When I was a kid, I spent my summers at the beach. My parents had a houseboat that I lived on. The dock where their boat was kept, was full of other boat owner, who just happen to be friends and relatives. Every weekend was a party. It was the dock that rocked. There was always tons of food, drink and endless echoes of laughter that bounced off the bay.
As you could imagine, there was plenty of fishing going on. I’m not a big fisher, but I did love to crab. We would throw crab baskets over the dock and the sides of the boats. Once we collected enough, my mother would cook them. Sometimes she would steam them in garlic and oil with plenty of red seed pepper or beer with Old Bay seasoning. We would sit all night just cracking those babies open and digging in for every little piece of their sweet meat. I could sit there for hours eating those things. I never seemed to get enough.
Another way my Mom would cook crabs, is by putting them in tomato sauce that she would put over linguine. After slurping up every delicious crab flavored noodle, we would start on the crabs themselves. This was a messy affair. The sauce gets into every crevice of the crabs shell, so when you eat them, the juices drip all over your hands to make a delicious, yummy mess. This was all part of the eating experience.

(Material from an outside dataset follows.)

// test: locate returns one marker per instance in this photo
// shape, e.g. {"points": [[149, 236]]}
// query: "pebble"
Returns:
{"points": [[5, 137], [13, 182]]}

My husband and I rented a little cottage at the beach for a few weeks. It’s the same beach were we both spent our childhood summer. Some of our friends were there too, so we invited them over to watch the sun set and have some dinner. Being at the beach where I spent my summers; the sound of the seagulls and the waves crashing on the shore; gave me the urge to step into my mothers shoes and try my hand at her recipe. After watching the remarkable sunset, we sat down to eat. The smell coming up from the plate brought me right back to those happy summers of my youth. When I took the first bite, I smiled. It was as though my mother had prepared dinner. I felt her presents in a place where she too, spent some of the happiest summers of her life.